Confusion Matrix in Python — Deep Dive

Building a Confusion Matrix in Scikit-Learn

from sklearn.metrics import confusion_matrix, ConfusionMatrixDisplay
from sklearn.datasets import load_iris
from sklearn.model_selection import train_test_split
from sklearn.ensemble import RandomForestClassifier

X, y = load_iris(return_X_y=True)
X_train, X_test, y_train, y_test = train_test_split(X, y, test_size=0.3, random_state=42)

model = RandomForestClassifier(n_estimators=100, random_state=42)
model.fit(X_train, y_train)
y_pred = model.predict(X_test)

cm = confusion_matrix(y_test, y_pred)
print(cm)

The output is a NumPy array where cm[i][j] is the count of samples with true label i predicted as j.

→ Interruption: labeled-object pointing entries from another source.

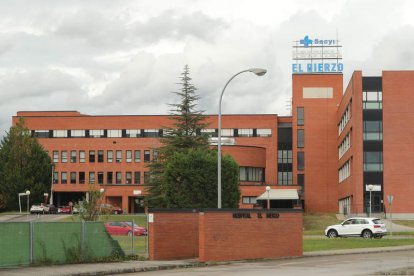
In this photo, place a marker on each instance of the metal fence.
(37, 242)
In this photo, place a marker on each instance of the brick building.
(339, 149)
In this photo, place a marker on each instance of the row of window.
(117, 156)
(345, 145)
(346, 116)
(345, 171)
(135, 133)
(99, 177)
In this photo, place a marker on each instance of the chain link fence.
(37, 242)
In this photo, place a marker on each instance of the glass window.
(137, 177)
(100, 177)
(72, 177)
(55, 156)
(300, 116)
(82, 177)
(109, 156)
(81, 156)
(128, 156)
(301, 138)
(100, 156)
(64, 177)
(128, 178)
(118, 177)
(137, 156)
(91, 156)
(73, 155)
(118, 156)
(301, 160)
(147, 156)
(64, 156)
(109, 177)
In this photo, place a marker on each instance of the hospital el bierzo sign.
(317, 56)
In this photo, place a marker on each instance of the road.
(353, 264)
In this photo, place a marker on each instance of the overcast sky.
(125, 57)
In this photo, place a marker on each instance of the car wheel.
(367, 234)
(332, 234)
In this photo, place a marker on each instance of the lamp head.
(258, 71)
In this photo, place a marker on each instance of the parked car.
(359, 227)
(38, 208)
(124, 228)
(110, 209)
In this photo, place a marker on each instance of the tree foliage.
(24, 165)
(185, 175)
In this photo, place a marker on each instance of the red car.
(124, 228)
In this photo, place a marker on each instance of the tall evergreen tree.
(182, 186)
(24, 165)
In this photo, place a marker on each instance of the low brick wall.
(173, 235)
(250, 234)
(220, 235)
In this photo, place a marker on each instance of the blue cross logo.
(306, 41)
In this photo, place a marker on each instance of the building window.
(73, 155)
(137, 177)
(118, 156)
(96, 133)
(60, 133)
(91, 177)
(100, 156)
(132, 133)
(109, 177)
(109, 156)
(128, 156)
(137, 156)
(92, 156)
(300, 113)
(146, 177)
(55, 156)
(301, 160)
(55, 177)
(284, 156)
(301, 138)
(82, 156)
(373, 161)
(128, 178)
(72, 177)
(263, 132)
(64, 156)
(64, 177)
(251, 174)
(100, 177)
(82, 177)
(147, 156)
(77, 133)
(249, 200)
(118, 177)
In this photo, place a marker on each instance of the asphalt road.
(353, 264)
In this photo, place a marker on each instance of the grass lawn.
(318, 244)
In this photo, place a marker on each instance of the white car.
(359, 227)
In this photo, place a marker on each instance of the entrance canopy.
(279, 194)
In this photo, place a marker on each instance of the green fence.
(24, 243)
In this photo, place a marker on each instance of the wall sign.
(316, 56)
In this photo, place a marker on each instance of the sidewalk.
(141, 266)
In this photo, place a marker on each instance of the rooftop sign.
(316, 56)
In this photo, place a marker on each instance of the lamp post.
(268, 196)
(257, 72)
(370, 188)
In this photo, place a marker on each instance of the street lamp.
(370, 188)
(28, 195)
(268, 196)
(257, 72)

Visualization with Matplotlib

Basic Heatmap

import matplotlib.pyplot as plt
from sklearn.metrics import ConfusionMatrixDisplay

fig, ax = plt.subplots(figsize=(8, 6))
disp = ConfusionMatrixDisplay(
    confusion_matrix=cm,
    display_labels=["Setosa", "Versicolor", "Virginica"],
)
disp.plot(cmap="Blues", ax=ax, values_format="d")
ax.set_title("Iris Classification — Confusion Matrix")
plt.tight_layout()
plt.savefig("confusion_matrix.png", dpi=150)

Normalized Heatmap

Normalizing by rows shows recall per class; normalizing by columns shows precision per class:

cm_normalized = confusion_matrix(y_test, y_pred, normalize="true")

fig, axes = plt.subplots(1, 2, figsize=(14, 5))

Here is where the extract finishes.